As for Sarkozy, he'll be literally going out of circulation from now until his investiture on 16 May. His speech this evening, after the announcement of his victory, was forceful and relatively reassuring, in that he underlined the need for national reconciliation and union. In words addressed to the USA, he insisted upon the fact that humanity's major challenge is the planetary combat against global warming. He also referred to the interesting theme of a Mediterranean Union, which would be a link between Europe and Africa.

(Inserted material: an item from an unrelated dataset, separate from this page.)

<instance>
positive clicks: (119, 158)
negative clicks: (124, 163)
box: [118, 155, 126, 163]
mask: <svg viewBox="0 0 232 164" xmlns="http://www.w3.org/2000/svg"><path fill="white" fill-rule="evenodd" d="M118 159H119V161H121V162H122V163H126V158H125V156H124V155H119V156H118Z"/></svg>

In 1983, at the age of 28, Sarkozy became the mayor of Neuilly, an upper-class residential suburb to the west of Paris. Ten years later, by which time he had become an elected parliamentarian, Sarkozy broke into the news for his courageous role in handling negotiations with a crazy armed guy, calling himself Human Bomb, who had entered a kindergarten in Neuilly and taken 21 kids as hostages. I remember listening to news on this dramatic affair on my car radio as I crossed France in the summer of 1993, to start work in Grenoble. Finally, the elite police force known as the RAID [Recherche Assistance Intervention Dissuasion] burst into the kindergarten while Human Bomb was dozing, and filled his skull with lead. I've always imagined that this affair symbolized the start of Sarkozy's ascension in the world of politics and police.

Friday, April 13, 2007

Maybe a whitewash for Chirac

Everybody in France is familiar with the time-honored satirical weekly named Le Canard enchaîné (the duck in chains)... including people who've never actually read it. Long ago, tabloid newspapers were referred to disparagingly as ducks because their content was likened to a quacking noise. [In English, too, fake doctors are called quacks, probably for the same reason.] The great statesman Georges Clemenceau [1841-1929] edited a newspaper called L'homme enchaîné (man in chains). When the Canard enchaîné was founded in 1915, its name was a humorous allusion to Clemenceau's newspaper. These days, in the title of the newspaper, the "ears" on either side of the name (which generally present a topical pun) feature ducks.

The Canard enchaîné has just thrown a spanner into the electoral works by suggesting that, "according to informed sources" (as the saying goes), the candidate Nicolas Sarkozy has promised Jacques Chirac that, after his re-entry into civilian life, the ex-president will not be pursued by the law for misdemeanors allegedly committed back in the days when he was the mayor of Paris. Naturally, both Chirac and Sarkozy immediately rejected this allegation, but there's a good chance that it's true, because claims made by the Canard enchaîné usually turn out to be based upon factual information. In any case, it's true that Chirac will have some serious explaining to do when the law starts to ask him questions. So, the idea that he might have bartered his support for Sarkozy, against a legal whitewash, is perfectly plausible. It's an interesting hypothesis. All we can do is to wait and see.